Sonntag, 24. September 2017

Erlebt in Potsdam

Die junge Gemeinde im Südosten von Potsdam sollte man einmal erlebt haben. "erlebt - Kirche für Potsdam" ist wie "Brücke Berlin" ein Gründungsprojekt unter dem Dach des Baptismus. Heute nutzte ich die Nähe meiner Reha-Klinik in Teltow, um den Gottesdienst bei "erlebt" zu erleben.

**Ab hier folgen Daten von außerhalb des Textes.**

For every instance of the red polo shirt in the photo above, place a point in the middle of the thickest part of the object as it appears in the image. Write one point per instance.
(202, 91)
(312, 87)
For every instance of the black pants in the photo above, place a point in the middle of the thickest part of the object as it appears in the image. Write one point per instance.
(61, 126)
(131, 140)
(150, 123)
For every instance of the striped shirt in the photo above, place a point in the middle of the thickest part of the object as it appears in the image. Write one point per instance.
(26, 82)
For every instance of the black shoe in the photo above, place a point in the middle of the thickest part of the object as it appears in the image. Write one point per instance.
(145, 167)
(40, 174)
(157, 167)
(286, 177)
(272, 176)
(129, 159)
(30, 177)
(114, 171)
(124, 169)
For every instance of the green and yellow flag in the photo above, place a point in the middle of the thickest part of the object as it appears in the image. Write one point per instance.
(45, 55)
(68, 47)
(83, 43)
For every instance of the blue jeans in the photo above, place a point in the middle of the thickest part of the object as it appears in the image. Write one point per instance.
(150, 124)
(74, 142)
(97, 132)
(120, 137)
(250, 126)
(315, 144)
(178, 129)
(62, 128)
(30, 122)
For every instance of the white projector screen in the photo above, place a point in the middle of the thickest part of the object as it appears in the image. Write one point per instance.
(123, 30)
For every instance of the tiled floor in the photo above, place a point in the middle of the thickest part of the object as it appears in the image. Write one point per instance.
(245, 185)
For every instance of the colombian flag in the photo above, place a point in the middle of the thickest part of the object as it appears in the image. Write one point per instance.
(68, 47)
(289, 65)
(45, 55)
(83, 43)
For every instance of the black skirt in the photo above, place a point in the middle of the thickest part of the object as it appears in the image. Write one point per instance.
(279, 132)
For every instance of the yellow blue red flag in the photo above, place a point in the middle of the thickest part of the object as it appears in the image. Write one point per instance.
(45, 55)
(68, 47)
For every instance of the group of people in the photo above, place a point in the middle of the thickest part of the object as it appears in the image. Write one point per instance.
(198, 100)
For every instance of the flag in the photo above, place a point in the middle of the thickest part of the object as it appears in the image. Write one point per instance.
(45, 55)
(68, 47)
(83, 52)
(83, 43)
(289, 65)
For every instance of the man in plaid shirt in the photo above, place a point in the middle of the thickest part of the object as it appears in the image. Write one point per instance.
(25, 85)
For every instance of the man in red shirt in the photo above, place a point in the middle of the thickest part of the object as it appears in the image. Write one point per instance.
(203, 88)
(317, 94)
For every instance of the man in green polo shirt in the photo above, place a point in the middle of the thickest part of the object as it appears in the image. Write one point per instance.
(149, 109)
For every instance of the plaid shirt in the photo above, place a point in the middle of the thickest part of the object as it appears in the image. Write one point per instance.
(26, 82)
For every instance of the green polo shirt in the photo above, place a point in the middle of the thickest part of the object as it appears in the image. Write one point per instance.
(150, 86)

258 PS gleiten über die herbstlichen Straßen von Teltow-Fläming. Buntes Laub am Straßenrand, Nieselregen benetzt die Frontscheibe. LIMIT verhindert das obligatorische Blitzerfoto im Land Brandenburg. Untermalt wird das Ganze durch Anbetungsmusik von Michael W. Smith. Schon fast zu entspannend für eine Strecke, die ich noch nie gefahren bin.

K2 im Kuckucksruf 9

Nach einer halben Stunde habe ich das K2 im Kuckucksruf 9 erreicht. Immer noch erstaunt, dass mein Navi solch eine abenteuerliche Straße in einem gut bewaldeten Neubaugebiet überhaupt kennt. Ich parke in einer Nebenstraße und gehe zum einladenden flachen Gebäudekomplex des K2. Draußen begrüßt mich ein alter Bekannter. Ein Ex-Mitglied meiner Ex-Gemeinde, der mit seiner Frau bei erlebt eine neue geistliche Heimat gefunden hat.

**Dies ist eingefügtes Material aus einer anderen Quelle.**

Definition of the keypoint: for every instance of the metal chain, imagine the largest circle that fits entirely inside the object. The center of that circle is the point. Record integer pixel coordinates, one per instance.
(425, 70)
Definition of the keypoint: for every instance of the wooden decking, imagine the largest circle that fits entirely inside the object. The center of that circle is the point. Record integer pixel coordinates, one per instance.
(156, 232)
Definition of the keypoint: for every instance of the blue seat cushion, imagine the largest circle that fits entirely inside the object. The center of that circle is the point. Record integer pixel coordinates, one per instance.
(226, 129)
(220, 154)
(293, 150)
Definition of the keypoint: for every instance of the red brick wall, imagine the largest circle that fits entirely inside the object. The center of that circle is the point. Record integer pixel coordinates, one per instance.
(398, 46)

Vor dem Flachbau stehen Leute um die 30, reden miteinander, lassen sich vom Regen berieseln und begrüßen mich sehr freundlich. Ab und zu huscht ein Kind an uns vorbei. Im Vorraum gibt es Kaffee und Kuchen und weitere Herausforderungen an mein Namensgedächtnis: Felix, Christoph, Tobias, Manuel, Christiane sind Namen, die ich mir auf die Schnelle merken kann. Ich baue Eselsbrücken und trainiere das Gelernte.

Herzlich Willkommen!

Mir wird eine Tüte in die Hand gedrückt: "Herzlich Willkommen! Schön, dass du da bist!!! JETZT ÖFFNEN", steht darauf. In der Tüte finde ich eine Beschreibung von erlebt, die fast identisch mit der Webseite ist und eine Gebrauchsanweisung für den Gottesdienst. Willkommenskultur wird bei erlebt groß geschrieben.

Der Gottesdienst beginnt fast pünktlich um 11 und startet nach einer kurzen Einleitung mit einigen flotten Lobpreisliedern. In unbekannte Lieder findet sich der Besucher schnell hinein. Im angemieteten Saal zähle ich etwa 50 Erwachsene: Altersdurchschnitt 35. Die Kinder werden vor der Predigt mit einem Bilderrätsel verabschiedet. Dann wird der Predigttext gelesen.

3 Sonntage, 3 Predigten, 3 Pastoren

Schon den dritten Sonntag geht es um Lukas 4 - die Versuchung von Jesus. Der Personalschlüssel von erlebt ist bemerkenswert: ein echter Pastor und zwei Azubi-Pastoren wechseln sich beim Predigen ab. Heute ist der Dritte von ihnen mit der dritten Versuchung dran. Das heißt, er predigt darüber. Immer wieder werden Beispiele aus dem persönlichen Erleben eingeflochten, so dass der Alltagsbezug des zukünftigen Berufs-Christen gesichert scheint. Die Predigt ist komplett ausformuliert, wird aber relativ frei vorgetragen. Er zitiert auch seine Vorredner in einer Weise, dass der Gast nicht den thematischen Anschluss verliert.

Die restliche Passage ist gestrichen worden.